Peacenik paper fawns over antiwar mom
I CANNOT IMAGINE what it would be like to lose my child the way Cindy Sheehan lost her son, Casey, in Iraq. The bereaved mother, who until Thursday had been camped outside President Bush’s ranch in Crawford, Texas, has every right to protest the war, and her demonstration was certainly news.
But in its apparent zeal to portray Sheehan as the Rosa Parks of the antiwar movement, the Los Angeles Times has omitted facts and perspectives that might undercut her message or explain the president’s reluctance to meet with her again.
For example, The Times uncritically reported Sheehan’s claim that the president had behaved callously in a June 2004 meeting with her and her husband, refusing to look at pictures of Casey or listen to stories about him. The Times claimed without qualification that Sheehan “came away from that meeting dissatisfied and angry.”
But the article failed to mention that Sheehan had previously described Bush as sincere and sympathetic in the meeting. According to an interview with her hometown paper, the Vacaville Reporter, Sheehan had said that although she was upset about the war, she decided not to confront the president -- who clearly left a favorable impression: “I now know he’s sincere about wanting freedom for the Iraqis.... I know he’s sorry and feels some pain for our loss. And I know he’s a man of faith.”
Of that trip, Sheehan said: “That was the gift the president gave us, the gift of happiness, of being together.” In the 11 articles and columns about Sheehan that The Times had run on its news pages as of Friday, there is no hint of her previous praise for the president.
Ironically, columnists Jonathan Chait and Margaret Carlson evidently assumed that The Times had informed its readers about Sheehan’s contradictions, and ran columns that unconvincingly tried to reconcile Sheehan’s varying versions. But even the Washington Post -- no bastion of the fabled vast right-wing conspiracy -- saw discrepancies between Sheehan’s former and current descriptions of her meeting with the president.
Lending credence to Sheehan’s earlier positive account, Newsweek has reported that families in similar meetings have been impressed by Bush’s “emotionalism and his sincerity.” Inclusion of that fact would certainly have changed the tone of any story about Sheehan in The Times.
Sheehan’s changing accounts of her meeting with Bush are relevant to understanding the president’s decision not to meet with her again.

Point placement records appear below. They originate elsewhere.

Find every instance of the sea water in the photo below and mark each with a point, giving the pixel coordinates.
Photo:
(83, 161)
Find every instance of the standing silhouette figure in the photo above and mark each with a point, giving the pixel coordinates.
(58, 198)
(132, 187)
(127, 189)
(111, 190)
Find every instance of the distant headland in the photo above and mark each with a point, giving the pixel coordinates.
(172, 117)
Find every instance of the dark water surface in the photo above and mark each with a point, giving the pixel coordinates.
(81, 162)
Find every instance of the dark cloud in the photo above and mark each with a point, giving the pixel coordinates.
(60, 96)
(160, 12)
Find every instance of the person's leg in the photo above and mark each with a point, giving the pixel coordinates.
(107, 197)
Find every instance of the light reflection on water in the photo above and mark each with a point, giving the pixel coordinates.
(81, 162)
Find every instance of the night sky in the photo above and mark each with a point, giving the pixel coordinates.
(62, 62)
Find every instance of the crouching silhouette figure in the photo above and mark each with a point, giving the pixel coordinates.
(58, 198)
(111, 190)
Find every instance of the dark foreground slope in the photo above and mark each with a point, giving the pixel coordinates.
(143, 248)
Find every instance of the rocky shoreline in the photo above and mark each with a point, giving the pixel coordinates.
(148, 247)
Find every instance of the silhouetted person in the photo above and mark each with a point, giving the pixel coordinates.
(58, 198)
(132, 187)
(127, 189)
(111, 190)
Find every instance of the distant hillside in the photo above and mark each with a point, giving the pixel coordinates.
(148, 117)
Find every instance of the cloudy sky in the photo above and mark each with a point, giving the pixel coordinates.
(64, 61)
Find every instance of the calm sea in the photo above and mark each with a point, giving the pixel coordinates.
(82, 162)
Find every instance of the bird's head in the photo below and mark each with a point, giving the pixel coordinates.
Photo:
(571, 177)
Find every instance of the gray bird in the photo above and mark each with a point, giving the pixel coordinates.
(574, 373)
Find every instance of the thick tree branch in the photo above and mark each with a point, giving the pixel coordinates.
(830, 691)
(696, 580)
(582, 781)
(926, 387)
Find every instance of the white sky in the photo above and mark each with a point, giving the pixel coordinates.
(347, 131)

So are her descriptions of the president in a Dallas speech reported by leftist newsletter Counterpunch as a “lying bastard,” a “maniac” and the leader of a “destructive neocon cabal.” In an article for CommonDreams.org, she called that supposed cabal “the “biggest terrorist outfit in the world.”
She also has turned her son’s death into a tax protest, refusing to pay her income taxes for 2004, the year her son died, reportedly saying in the Dallas speech: “You killed my son, George Bush, and I don’t owe you a penny.” Sheehan’s use of such inflammatory rhetoric sheds light on why Bush likely sees little upside in a public confrontation with her. But you would never know about these statements from reading The Times’ news pages.
Nor would you learn that Casey Sheehan reenlisted after the war started. And only The Times’ April 2004 obituary for the 24-year-old Army specialist noted that he bravely volunteered for the rescue mission in which he was killed by terrorists.
Likewise, while The Times reported that Cindy’s husband, Patrick Sheehan, has filed for divorce -- which may or may not pertain to her recent activities -- it has not mentioned that other members of Sheehan’s family have clearly distanced themselves from her protest, as reported in the San Jose Mercury News.
Of course, hundreds of mothers across the country also continue to support the war despite having lost their own sons in Iraq. These mothers have no less moral authority than Cindy Sheehan, but their views have been sorely lacking in The Times’ unbalanced coverage of Sheehan’s protest.
Also missing is the perspective of Iraqis who lost loved ones to the bloodthirsty reign of Saddam Hussein, during which 300,000 to 1 million civilians were slaughtered. An Iraqi named Mohammed at the blog Iraq the Model (iraqthemodel.blogspot.com) recently explained the importance of that fact, in a moving message addressed to Sheehan: “Your face doesn’t look strange to me at all; I see it every day on endless numbers of Iraqi women who were struck by losses like yours. Our fellow countrymen and women were buried alive, cut to pieces and thrown in acid pools and some were fed to the wild dogs....
“I ask you in the name of God or whatever you believe in; do not waste your son’s blood.”
Sheehan probably would gain more from a single meeting with Mohammed than a second meeting with Bush. Times readers also would benefit from occasional exposure to perspectives such as Mohammed’s -- as well as the missing facts about Sheehan’s antiwar activism.
Rational people can disagree whether the war in Iraq is justified. But a newspaper’s job is to report all relevant facts and present different perspectives, not just those that suit one particular viewpoint.
By that measure, The Times has woefully failed its readers with its one-sided coverage of the Cindy Sheehan story.